Figure S1. Experimental Variation of the Inoculum Size Administered to Each Animal Group

Supplementary material

Figure S1. Experimental variation of the inoculum size administered to each animal group.

The inoculum prepared for each independent animal experiment was diluted, plated on solid medium and subjected to viable counting. Differences were statistically analyzed using ANOVA followed by post-hoc tests. The different inocula used were statistically indistinguishable. The horizontal line within the boxes represents the median, whereas the lower part represents the 25th percentile, and the upper part represents the 75th percentiles. The whiskers represent the range of the values.
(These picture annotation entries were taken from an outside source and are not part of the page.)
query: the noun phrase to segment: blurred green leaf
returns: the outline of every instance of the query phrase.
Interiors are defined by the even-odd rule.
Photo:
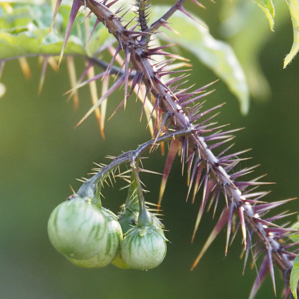
[[[292,272],[291,273],[291,277],[290,278],[290,285],[292,293],[295,299],[297,299],[297,285],[299,281],[299,255],[294,261],[294,266]]]
[[[68,20],[70,6],[61,6],[53,28],[49,32],[52,14],[50,1],[40,5],[11,5],[13,9],[10,13],[4,11],[0,6],[0,59],[59,55]],[[110,36],[111,35],[104,25],[99,24],[98,30],[87,43],[89,36],[84,35],[85,30],[82,22],[84,16],[82,13],[76,19],[64,51],[65,54],[93,56],[104,42],[114,38]],[[90,32],[93,27],[92,21],[90,23]],[[86,46],[85,42],[87,43]]]
[[[270,24],[270,28],[274,31],[274,6],[272,0],[253,0],[266,14]]]
[[[5,87],[5,85],[0,82],[0,98],[4,95],[5,91],[6,88]]]
[[[279,0],[275,3],[277,29],[289,17],[289,13],[285,2]],[[222,33],[242,66],[250,94],[259,101],[265,100],[271,95],[271,89],[263,73],[260,55],[269,39],[275,36],[269,31],[268,22],[261,15],[254,3],[240,0],[236,0],[233,6],[224,1],[221,15]],[[268,50],[272,52],[273,49]]]
[[[168,7],[152,7],[154,15],[160,14]],[[169,21],[171,27],[177,32],[167,31],[159,34],[161,39],[179,43],[180,45],[194,54],[204,64],[210,68],[223,80],[230,90],[237,97],[243,114],[248,112],[249,95],[243,69],[231,47],[226,42],[215,39],[203,22],[194,17],[196,23],[186,15],[177,11]],[[167,35],[167,36],[166,36]]]
[[[293,26],[294,41],[290,53],[284,61],[284,68],[291,62],[299,51],[299,0],[286,0],[289,6]]]

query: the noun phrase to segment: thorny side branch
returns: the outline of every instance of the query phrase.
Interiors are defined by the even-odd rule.
[[[95,0],[77,0],[74,1],[75,4],[73,5],[85,5],[88,7],[97,16],[99,21],[105,24],[109,31],[113,34],[119,41],[119,52],[121,49],[124,50],[125,54],[125,63],[124,63],[125,100],[127,95],[128,80],[131,73],[129,71],[129,64],[131,63],[133,66],[132,69],[135,69],[137,74],[138,74],[138,80],[141,82],[142,80],[147,90],[150,92],[157,110],[160,109],[165,114],[164,119],[160,125],[155,140],[149,142],[150,143],[146,143],[145,146],[142,146],[141,147],[139,148],[140,150],[138,149],[137,151],[128,152],[121,155],[116,158],[115,160],[110,165],[108,165],[108,168],[105,168],[104,167],[105,169],[103,168],[103,171],[109,171],[109,169],[111,167],[115,167],[115,165],[119,165],[122,163],[129,161],[133,156],[135,156],[134,154],[136,154],[138,152],[138,155],[139,155],[144,150],[148,148],[150,145],[152,144],[151,143],[153,143],[152,144],[153,144],[156,142],[161,142],[163,138],[166,138],[165,136],[167,135],[164,135],[162,137],[158,138],[158,137],[161,133],[162,127],[165,125],[167,121],[170,121],[177,132],[177,137],[180,136],[179,132],[184,132],[180,135],[181,138],[180,139],[183,148],[182,155],[183,153],[186,156],[185,160],[184,159],[185,158],[182,158],[182,163],[187,161],[189,169],[191,168],[192,163],[194,165],[194,170],[192,173],[191,180],[193,180],[196,171],[197,171],[197,176],[199,180],[201,170],[202,169],[205,170],[205,174],[203,175],[202,181],[204,185],[203,202],[196,221],[195,230],[196,231],[197,229],[197,226],[198,226],[201,217],[201,213],[202,212],[206,203],[207,196],[212,193],[213,190],[221,191],[225,198],[227,207],[226,208],[226,211],[222,216],[223,219],[220,219],[221,221],[219,221],[218,226],[217,228],[217,230],[222,228],[225,223],[228,224],[228,243],[233,213],[236,212],[240,217],[240,226],[243,235],[243,242],[245,250],[247,252],[250,250],[250,245],[248,244],[250,243],[249,238],[251,238],[251,235],[250,235],[248,238],[247,236],[247,231],[249,230],[249,231],[253,231],[254,232],[255,235],[258,237],[263,245],[266,252],[250,298],[253,298],[266,274],[268,272],[270,273],[275,292],[273,263],[276,264],[285,274],[286,278],[286,283],[287,283],[293,266],[294,259],[296,255],[295,253],[287,251],[286,248],[287,247],[284,247],[283,244],[281,244],[279,240],[282,237],[285,237],[292,231],[280,227],[279,228],[270,228],[269,225],[272,225],[272,223],[262,219],[261,216],[267,210],[282,204],[288,201],[288,200],[276,203],[261,204],[261,202],[259,201],[258,199],[265,195],[266,192],[250,193],[247,191],[242,193],[242,190],[244,188],[240,187],[241,185],[240,182],[235,181],[234,178],[232,178],[232,176],[228,174],[227,170],[225,169],[225,167],[223,165],[223,163],[222,163],[220,159],[212,153],[209,146],[207,144],[207,141],[213,140],[213,138],[210,137],[209,139],[209,137],[206,138],[202,136],[204,130],[201,131],[201,128],[204,128],[204,126],[197,126],[194,125],[194,121],[192,120],[184,113],[182,106],[182,101],[178,100],[177,96],[169,87],[169,85],[164,83],[161,79],[163,75],[156,71],[150,59],[151,55],[154,55],[155,53],[161,54],[161,53],[158,53],[158,50],[154,51],[149,48],[148,43],[147,41],[149,40],[149,37],[154,33],[160,26],[165,24],[167,20],[176,10],[180,10],[188,15],[182,7],[182,4],[185,1],[185,0],[177,0],[175,5],[162,17],[153,23],[150,27],[148,26],[146,22],[141,21],[141,31],[135,30],[136,27],[134,27],[133,30],[127,29],[127,26],[123,25],[121,18],[112,12],[107,5],[105,5],[107,2],[106,0],[104,0],[102,2]],[[143,17],[145,16],[143,13],[145,11],[144,8],[146,2],[146,0],[141,0],[139,1],[141,5],[140,6],[140,11],[141,11],[142,13],[140,14],[140,17],[141,18],[142,21],[144,19]],[[195,0],[193,0],[192,2],[196,1]],[[141,7],[142,8],[141,10],[140,10]],[[160,48],[158,50],[160,49]],[[165,53],[163,52],[163,54]],[[200,90],[197,90],[193,93],[191,96],[198,93],[198,91]],[[187,94],[186,94],[187,95]],[[187,97],[186,97],[186,98]],[[193,102],[191,101],[191,103],[193,103]],[[211,110],[210,110],[210,111]],[[198,119],[202,114],[196,115],[194,119]],[[186,136],[186,132],[192,132],[192,133],[188,134]],[[223,136],[226,138],[228,136],[227,134],[233,132],[234,130],[226,132],[227,135],[223,135]],[[215,139],[220,139],[221,134],[216,134]],[[141,149],[143,149],[142,150],[141,150]],[[131,155],[131,154],[133,155]],[[229,167],[228,169],[230,169]],[[200,169],[200,171],[198,169]],[[89,186],[96,183],[97,180],[101,175],[101,172],[99,172],[87,181]],[[196,179],[197,179],[197,177]],[[262,183],[258,182],[255,184],[254,182],[253,181],[249,182],[247,186],[262,184]],[[238,183],[237,184],[237,183]],[[78,193],[85,192],[86,189],[85,188],[86,186],[87,185],[84,184],[79,189]],[[252,197],[255,199],[250,199]],[[257,205],[256,205],[257,204],[258,204]],[[282,217],[278,215],[273,219],[275,220],[280,219],[280,218]],[[200,254],[200,256],[201,254]],[[197,261],[196,262],[195,265]]]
Figure S2. Kinetics of IL-6 and TNFαproduction in rabbit serum during the first 180 min post-challenge.

At the indicated time points post-challenge, blood samples were extracted, and IL-6 (panel A) and TNFα (panel B) were quantified in animal sera (n = 6 per group) by solid-phase sandwich ELISA. The assays were performed in triplicate, and the results were analyzed using ANOVA followed by post-hoc tests.

Figure S3. Variation in the glucose and lactate levels in rabbit serum during the first 180 min post-challenge.

At the indicated time points post-challenge, blood samples were extracted, and glucose and lactate (panels A and B, respectively) were quantified in animal sera (n = 6 per group) in an automatic analyzer. The dotted line indicates the normal physiological value (on average) of each parameter. Assays were performed in triplicate, and the results were analyzed using ANOVA followed by post-hoc tests. Differences between groups were not statistically significant.

Figure S4. Variation of hematological markers in rabbit serum during the first 180 min post-challenge.

At the indicated time points post-challenge, blood samples were extracted, and several hematological markers (white blood cell density (A), red blood cell density (B), and hemoglobin concentration (C)) were quantified in animal sera (n = 6 per group) using an automatic analyzer. Assays were performed in triplicate, and the results were analyzed using ANOVA followed by post-hoc tests. The dotted line in panel A indicates normal levels. Differences between groups were not statistically significant.

Figure S5.Histological analysis of the spleen

Post-mortem samples of the spleen were extracted, fixed and subsequently prepared for inclusion, cutting and hematoxylin-eosin staining. Upper left panel (untreated animal): bacterial forms are visible inside the infiltrate of heterophils (600×; scale bar length is 20 microns); upper right panel (ceftriaxone-treated animal): hemorrhagic area inside the spleen (100×; scale bar length is 120 microns); lower left panel (Pep19-2.5- and ceftriaxone-treated animal): red pulp around a lymphoid follicle with heterophil infiltration (200×; scale bar length is 60 microns). Lower right panel (Pep19-2.5- and ceftriaxone-treated animal): Detail of bacterial formations in the cytoplasm of phagocytes (600×; scale bar length is 20 microns).